But being the awesome person that you are, you’ll realize that you could do it. The source of that power is actually within you.
And that’s what you’re afraid of—knowing that you could be alone.
Own your power and be free.
It’s not about getting rid of the shadow. You just have to love the dark and the light within you.
Many successful people struggle with this. Sometimes, they still feel like something’s missing. And that’s because they are living in alignment with measures that aren’t actually measuring up to their truth. They think that their worth is measured by how people treat them.

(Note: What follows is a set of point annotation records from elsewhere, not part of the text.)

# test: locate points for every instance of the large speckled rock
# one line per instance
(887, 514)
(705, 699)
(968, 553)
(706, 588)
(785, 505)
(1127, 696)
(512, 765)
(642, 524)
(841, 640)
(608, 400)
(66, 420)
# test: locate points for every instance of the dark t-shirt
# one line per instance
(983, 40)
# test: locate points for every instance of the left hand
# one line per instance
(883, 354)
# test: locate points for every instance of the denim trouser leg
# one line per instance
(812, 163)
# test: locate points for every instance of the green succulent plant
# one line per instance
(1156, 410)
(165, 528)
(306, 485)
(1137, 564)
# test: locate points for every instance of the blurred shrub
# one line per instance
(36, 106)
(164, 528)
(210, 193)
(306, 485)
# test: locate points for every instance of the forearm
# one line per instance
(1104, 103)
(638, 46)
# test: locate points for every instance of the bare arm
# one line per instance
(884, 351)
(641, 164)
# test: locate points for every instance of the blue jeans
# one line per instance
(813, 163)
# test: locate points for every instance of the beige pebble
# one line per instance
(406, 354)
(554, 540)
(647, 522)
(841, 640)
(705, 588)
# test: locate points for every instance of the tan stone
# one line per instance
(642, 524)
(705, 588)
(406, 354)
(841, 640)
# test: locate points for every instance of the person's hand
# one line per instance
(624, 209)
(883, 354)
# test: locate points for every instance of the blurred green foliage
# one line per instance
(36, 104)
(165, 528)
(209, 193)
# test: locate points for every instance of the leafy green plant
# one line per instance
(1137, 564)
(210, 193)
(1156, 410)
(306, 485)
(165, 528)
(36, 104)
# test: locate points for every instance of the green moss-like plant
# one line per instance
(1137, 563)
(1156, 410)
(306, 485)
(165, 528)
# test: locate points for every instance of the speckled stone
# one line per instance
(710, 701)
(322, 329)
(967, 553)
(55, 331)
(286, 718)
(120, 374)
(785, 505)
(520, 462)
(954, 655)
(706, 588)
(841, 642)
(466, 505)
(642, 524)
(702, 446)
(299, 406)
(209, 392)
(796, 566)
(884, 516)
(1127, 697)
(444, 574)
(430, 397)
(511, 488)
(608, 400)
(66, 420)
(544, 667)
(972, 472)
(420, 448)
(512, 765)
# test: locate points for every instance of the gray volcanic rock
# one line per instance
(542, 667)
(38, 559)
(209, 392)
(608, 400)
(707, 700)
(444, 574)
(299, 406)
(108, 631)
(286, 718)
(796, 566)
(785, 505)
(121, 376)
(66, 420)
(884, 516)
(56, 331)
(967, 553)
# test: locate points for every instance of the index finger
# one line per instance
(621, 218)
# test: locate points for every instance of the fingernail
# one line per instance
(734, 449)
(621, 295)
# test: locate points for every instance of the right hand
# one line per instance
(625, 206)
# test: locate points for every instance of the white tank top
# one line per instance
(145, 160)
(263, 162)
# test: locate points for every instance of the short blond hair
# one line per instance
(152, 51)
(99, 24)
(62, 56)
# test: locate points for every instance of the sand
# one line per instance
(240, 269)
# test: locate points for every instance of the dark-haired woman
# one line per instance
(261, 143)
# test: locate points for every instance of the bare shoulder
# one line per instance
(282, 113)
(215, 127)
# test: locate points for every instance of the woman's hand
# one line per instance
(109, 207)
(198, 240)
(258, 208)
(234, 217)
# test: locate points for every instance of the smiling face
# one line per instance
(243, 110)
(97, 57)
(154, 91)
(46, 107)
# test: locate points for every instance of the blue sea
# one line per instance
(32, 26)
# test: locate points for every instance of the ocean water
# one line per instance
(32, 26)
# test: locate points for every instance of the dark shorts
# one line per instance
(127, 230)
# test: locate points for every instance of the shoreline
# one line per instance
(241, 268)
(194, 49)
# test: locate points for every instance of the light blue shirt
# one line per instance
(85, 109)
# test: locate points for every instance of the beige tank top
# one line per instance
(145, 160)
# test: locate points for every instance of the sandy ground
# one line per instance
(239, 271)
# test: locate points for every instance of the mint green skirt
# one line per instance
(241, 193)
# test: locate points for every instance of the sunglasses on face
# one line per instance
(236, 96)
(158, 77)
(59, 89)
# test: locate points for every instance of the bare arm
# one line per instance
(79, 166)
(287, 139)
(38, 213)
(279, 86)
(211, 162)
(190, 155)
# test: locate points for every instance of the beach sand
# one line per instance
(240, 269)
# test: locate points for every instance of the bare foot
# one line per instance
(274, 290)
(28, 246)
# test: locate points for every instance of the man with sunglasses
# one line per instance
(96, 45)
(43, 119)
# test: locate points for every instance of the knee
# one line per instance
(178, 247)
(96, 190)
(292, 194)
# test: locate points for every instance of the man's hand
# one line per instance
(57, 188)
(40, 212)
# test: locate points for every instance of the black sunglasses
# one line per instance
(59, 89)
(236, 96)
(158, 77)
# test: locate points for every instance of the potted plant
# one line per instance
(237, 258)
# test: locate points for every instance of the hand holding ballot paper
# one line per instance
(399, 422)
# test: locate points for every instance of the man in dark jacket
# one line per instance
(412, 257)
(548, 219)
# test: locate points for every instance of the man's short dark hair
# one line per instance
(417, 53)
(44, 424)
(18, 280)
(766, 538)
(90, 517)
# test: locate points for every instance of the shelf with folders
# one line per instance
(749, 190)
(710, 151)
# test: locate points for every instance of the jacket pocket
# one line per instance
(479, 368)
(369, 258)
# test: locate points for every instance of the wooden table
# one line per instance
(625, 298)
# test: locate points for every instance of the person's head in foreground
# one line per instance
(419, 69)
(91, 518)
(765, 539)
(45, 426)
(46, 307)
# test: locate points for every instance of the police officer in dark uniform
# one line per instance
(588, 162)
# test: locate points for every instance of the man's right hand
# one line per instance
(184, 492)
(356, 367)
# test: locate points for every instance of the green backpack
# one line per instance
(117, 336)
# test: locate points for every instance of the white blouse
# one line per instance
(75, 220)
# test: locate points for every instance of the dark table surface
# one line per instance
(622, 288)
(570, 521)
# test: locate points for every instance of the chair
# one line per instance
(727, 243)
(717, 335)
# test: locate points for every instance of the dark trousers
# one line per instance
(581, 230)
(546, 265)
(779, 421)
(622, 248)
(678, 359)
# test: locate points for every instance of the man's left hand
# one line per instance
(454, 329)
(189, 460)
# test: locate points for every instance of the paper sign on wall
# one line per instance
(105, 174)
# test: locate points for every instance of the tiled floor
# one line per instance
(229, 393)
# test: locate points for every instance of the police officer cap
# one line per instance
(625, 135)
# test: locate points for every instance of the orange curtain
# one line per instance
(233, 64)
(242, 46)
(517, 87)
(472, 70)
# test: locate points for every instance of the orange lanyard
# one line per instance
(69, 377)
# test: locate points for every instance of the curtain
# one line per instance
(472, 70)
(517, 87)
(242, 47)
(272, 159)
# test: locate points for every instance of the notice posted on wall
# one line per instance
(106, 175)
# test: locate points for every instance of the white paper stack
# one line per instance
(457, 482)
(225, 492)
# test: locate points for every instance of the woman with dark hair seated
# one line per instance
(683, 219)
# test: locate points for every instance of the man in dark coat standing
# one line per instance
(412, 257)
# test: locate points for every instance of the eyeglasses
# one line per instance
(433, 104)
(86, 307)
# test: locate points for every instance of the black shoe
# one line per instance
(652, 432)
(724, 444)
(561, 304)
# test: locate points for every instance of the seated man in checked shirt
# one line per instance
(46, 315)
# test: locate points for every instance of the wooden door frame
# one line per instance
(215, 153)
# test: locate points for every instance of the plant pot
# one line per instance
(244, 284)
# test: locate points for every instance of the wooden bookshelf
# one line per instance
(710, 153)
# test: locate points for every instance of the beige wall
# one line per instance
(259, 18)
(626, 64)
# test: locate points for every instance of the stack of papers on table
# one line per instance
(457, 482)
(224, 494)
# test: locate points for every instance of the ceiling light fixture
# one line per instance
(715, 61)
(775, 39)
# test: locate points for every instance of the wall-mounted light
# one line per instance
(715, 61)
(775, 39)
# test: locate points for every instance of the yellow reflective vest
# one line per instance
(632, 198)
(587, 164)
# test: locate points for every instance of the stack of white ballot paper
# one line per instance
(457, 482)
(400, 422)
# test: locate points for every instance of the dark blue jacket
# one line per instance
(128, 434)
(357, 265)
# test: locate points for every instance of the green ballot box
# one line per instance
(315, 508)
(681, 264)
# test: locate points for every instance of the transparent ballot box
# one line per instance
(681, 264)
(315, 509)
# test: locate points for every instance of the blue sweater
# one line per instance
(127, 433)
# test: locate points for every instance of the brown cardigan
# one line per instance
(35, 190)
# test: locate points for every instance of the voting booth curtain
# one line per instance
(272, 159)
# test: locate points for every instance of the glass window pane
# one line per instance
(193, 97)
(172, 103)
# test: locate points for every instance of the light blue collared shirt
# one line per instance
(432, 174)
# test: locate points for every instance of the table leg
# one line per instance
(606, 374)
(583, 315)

And that’s how they end up with a trauma bond.
No To Codependency
Some people are afraid to be themselves and lose themselves in the process. Or to be happy and have that happiness get taken away. To survive in this emotionally damaged society, you learn that it’s not safe to be who you are. So you conform to its standards and change yourself.
Of course, you belong to the world. But that doesn’t mean your purpose is worldly.
“I am looking for external validation that I am enough.” You lose your identity by not being loved for who you genuinely are. You’ve normalized your trauma, this codependent pattern, and survival strategies. And that’s when you start having negative thoughts.
Stop living externally. Introspect. Be honest with your authentic self.
The first step is to realize that you have been outsourcing your power from your partner, friends, and society. Strip your false self and identify your true self. In between these is the time when you have these creative opportunities to discover who you really want to be instead of who others tell you to be.
Shift your thoughts and align them with your higher self.
Yes To Spiritual Connection
When you heal your trauma bond, you start to utilize your own power instead of depending on others.
You’ll realize that the trauma bond is nothing more than a familiar pattern. You can’t heal it with the trauma. You need to approach it from the outside and say, “You know what, I don’t want this false comfort. I want to be with myself and heal the original wound, not with this boyfriend or girlfriend.”
And when you heal, you’ll be able to recognize healthy love where there’s no push-and-pull anxiety. It’s chill. You’ll feel at peace—just like how love should be.
We’re not just physical beings.
You’ll have this deep spiritual connection with someone, and this doesn’t end just because a relationship “ends.” This connection will carry on. You’ll continue to assist in each other’s journey in different ways. It just evolves.
And that’s when you know you had a healthy relationship.
Your Challenge This Year
Every once in a while, you ponder on what else you can improve in your life. We are all in a constant process of rediscovering ourselves, unlearning toxic behaviors, and embracing authenticity.
When you strive to be the best version of yourself, you don’t just get in physical shape or mentally strong. You also need to be spiritually fit to connect to your higher self. Only then can you truly love who you are. And when you have this deep connection with yourself, you can forge healthier relationships with others.
Candice can assist you with that through shadow work. She can facilitate empowerment and a consistent connection to the true self through her spiritual fitness tools. Learn more about how you can heal your emotional wounds by visiting http://www.candacevandell.com/. Keep posted on our latest podcast and other Coachable episodes!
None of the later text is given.